No wonder the Lib Dems are trying to stick to the bogus claim that these tax cuts reflect some special concern for the poorest. Over the next year, we are going to see schoolchildren taken out of schools as their families are forced to move due to Housing Benefit cuts; disabled people trapped in care homes and unable to see their families because of DLA cuts; and single parents forced to leave their jobs because of cuts to financial support with childcare.

Next time you see Nick Clegg or Tim Farron emoting about the Lib Dems’ concern for the poorest, remember: all of these personal and social tragedies are less of a priority for them than income tax cuts.

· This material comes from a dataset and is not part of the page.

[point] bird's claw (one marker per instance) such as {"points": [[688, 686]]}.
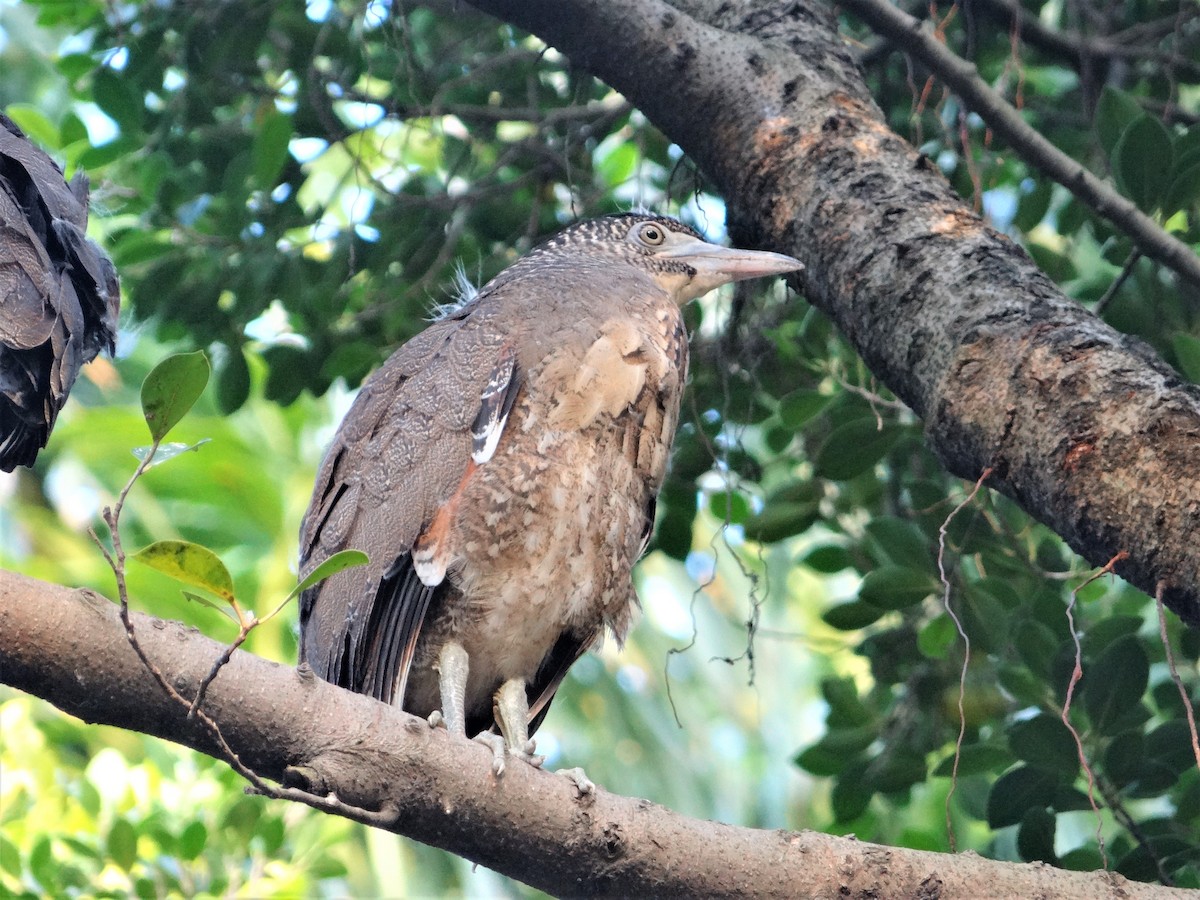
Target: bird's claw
{"points": [[585, 785], [501, 751]]}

52 Responses to “How long can the Lib Dems claim their tax policy helps the poorest?”

  1. etonstifles

    RT @leftfootfwd: How long can the Lib Dems claim their tax policy helps the poorest? http://bit.ly/fyf1BE by @TimJHorton & Howard Reed

  2. Jimmy

    Another brilliant piece from Tim Horton. Just when I thought my opinion of the Clegg-dems couldn’t get any lower….

  3. Will Straw

    Following Rachel Sylvester's Times op ed, @timjhorton & Howard Reed skewer idea that Lib Dems' tax policy is "fair" http://bit.ly/gfeLQT

  4. Chris Gudgin

    @hansguntersson RT @wdjstraw: …@timjhorton & Howard Reed skewer idea that Lib Dems' tax policy is "fair" http://t.co/orC7H5J

  5. Lewis Baston

    As the authors note, raising the threshold has a perfectly respectable Tory pedigree. Reggie Maudling as Chancellor did it in 1963. He saw it then as a more egalitarian and expansionary alternative to lowering the headline rate of income tax, which is what a lot of people on the backbenches and in the Treasury wanted him to do. Reggie took more people out of paying income tax than Clegg can dream of, and he didn’t do a regressive switch into purchase taxes either.